Title of play at The Marsh Berkeley prompts accusations of racial insensitivity

David Hirata in his renamed play, A Box Without A Bottom, at The Marsh. Photo: Daniel D. Baumer

A Japanese-American playwright with a show playing at The Marsh Berkeley has changed the title of his play after complaints that it revived a racist slur.

David Hirata, the playwright and sole actor in the production, apologized for using the name The J-p Box (using a short pejorative word for Japanese) in a post on The Marsh’s website. He has now changed the play’s title to A Box Without A Bottom, which refers to a Japanese magic prop, the Soko-nashi Bako, or “bottomless box.”

“I deeply regret the pain that my choice has caused,” Hirata wrote. “Though I have a real connection with the account of the Soko-nashi Bako, the raw pain of the “J word” is not my story to tell. The pain caused in the Japanese-American community by the title was real and something I regret. I felt that making a title change with my apologies was the appropriate action.”

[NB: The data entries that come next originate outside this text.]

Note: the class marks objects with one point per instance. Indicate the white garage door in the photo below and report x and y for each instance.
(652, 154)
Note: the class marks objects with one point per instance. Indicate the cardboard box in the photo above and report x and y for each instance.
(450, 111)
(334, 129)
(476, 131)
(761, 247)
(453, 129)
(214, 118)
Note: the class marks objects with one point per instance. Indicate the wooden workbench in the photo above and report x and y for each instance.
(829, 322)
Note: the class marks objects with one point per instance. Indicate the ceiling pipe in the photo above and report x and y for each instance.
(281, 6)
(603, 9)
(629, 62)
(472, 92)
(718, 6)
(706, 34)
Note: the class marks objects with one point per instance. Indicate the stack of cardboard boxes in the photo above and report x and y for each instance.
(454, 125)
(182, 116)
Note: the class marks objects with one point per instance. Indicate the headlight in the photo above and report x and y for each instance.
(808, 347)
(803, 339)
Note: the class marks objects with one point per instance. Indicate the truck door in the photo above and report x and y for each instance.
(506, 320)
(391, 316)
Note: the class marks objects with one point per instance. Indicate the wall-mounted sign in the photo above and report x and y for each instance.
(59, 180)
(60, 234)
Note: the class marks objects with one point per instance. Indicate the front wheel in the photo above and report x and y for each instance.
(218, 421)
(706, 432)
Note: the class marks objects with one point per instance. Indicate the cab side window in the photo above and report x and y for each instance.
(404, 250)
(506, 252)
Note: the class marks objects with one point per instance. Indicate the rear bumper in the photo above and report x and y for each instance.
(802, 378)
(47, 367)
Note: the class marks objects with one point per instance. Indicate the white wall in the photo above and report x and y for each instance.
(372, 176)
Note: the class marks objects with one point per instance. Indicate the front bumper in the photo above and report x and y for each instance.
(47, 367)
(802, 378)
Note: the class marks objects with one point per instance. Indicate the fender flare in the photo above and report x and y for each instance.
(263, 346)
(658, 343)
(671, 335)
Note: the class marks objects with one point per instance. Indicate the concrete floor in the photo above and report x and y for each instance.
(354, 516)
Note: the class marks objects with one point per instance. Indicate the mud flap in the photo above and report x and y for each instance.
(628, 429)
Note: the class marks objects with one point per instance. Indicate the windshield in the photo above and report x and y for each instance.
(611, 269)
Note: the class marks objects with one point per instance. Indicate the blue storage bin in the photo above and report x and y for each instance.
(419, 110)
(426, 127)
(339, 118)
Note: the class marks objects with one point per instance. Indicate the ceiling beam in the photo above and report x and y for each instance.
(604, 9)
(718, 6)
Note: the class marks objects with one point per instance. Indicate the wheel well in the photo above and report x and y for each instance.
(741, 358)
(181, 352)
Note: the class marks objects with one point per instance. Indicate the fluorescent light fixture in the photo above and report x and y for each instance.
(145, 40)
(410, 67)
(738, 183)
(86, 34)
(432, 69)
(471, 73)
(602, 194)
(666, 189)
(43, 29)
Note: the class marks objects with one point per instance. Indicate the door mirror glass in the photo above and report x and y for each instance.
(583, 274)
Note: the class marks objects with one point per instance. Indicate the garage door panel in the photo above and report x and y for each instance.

The change came after conversations with board members of the Berkeley chapter of the Japanese American Citizens League. A number of civic leaders heard about the play, attended the show, and made their concerns known to Hirata, according to Karen Kiyo Lowhurst, who alerted Berkeleyside to the issue on Monday when she submitted an op-ed about the controversy.


The JACL sent a letter to Hirata and Stephanie Weisman, the executive director of the Marsh, on Nov. 11.

The title, “revives a hateful racist slur that causes deep pain for us and recalls a tragic period within the living memory of our community, when 120,000 Japanese Americans were torn from their homes during WWII because of racial hatred, war hysteria and greed,” the JACL letter read. We were put behind barbed wire and guarded by armed sentries for years.”

The letter points out that 1,300 first- and second-generation Japanese and Japanese Americans from Berkeley were forced to leave their homes and businesses during World War II after President Franklin Roosevelt signed Executive Order 9066 on Feb. 19, 1942. They were ordered to report to the First Congregational Church (“one-half mile from your theater”) and were herded onto buses to go to the Tanforan racetrack in San Bruno where they “were placed in horse stalls before being moved 800 miles to the Topaz concentration camp in Utah.”

“These Berkeleyans lost their businesses, homes, life savings, their basic human dignity,” reads the letter. “Their education was interrupted, their friendships and community relationships were halted.”

“The word “Jap” is at the epicenter of this experience because it was used not only as a racist epithet by strangers, but in newspapers and by the government itself during this horrific time,” according to the JACL letter.

Hirata, a magician who was hailed as “a master of deceit” by KRON 4 TV, wrote the play to highlight the story of the Japanese magician Namigoro Sumidagawa, according to play notes on the Marsh’s website. In 1866, Sumidagawa became the first Japanese citizen in more than 200 years to leave the country legally. He came to the U.S. as part of the “Imperial Japanese Troupe,” and “dazzled audiences across Victorian America with his exotic stage magic and became a media celebrity,” according to a description of the play.

But jealous American magicians appropriated Sumidagawa’s celebrated trick, Soko-nashi Bako, and started to perform it themselves in yellow-face.

“A century later, Japanese American magician David Hirata excavates the mysteries and stories of the Soko-nashi Bako,” according to the play’s description. “Through monologue and magic, he unveils illusions and surprises from the Japanese American story.”

Hirata portrays three magicians in the play: himself, Sumidagawa and the American magician Wellington Tobias.

Hirata said he conferred with family members about the original title. His mother’s family was incarcerated at the Tule Lake War Relocation Center in Modoc and Siskiyou counties in northern California. Family members thought the title was “provocative,” but was all right in the context of what the play was about, Hirata wrote.

“I am grateful to those who reached out to me directly in this discussion,” wrote Hirata in his apology. “As with all works of theater, we hope that this living dialogue can continue.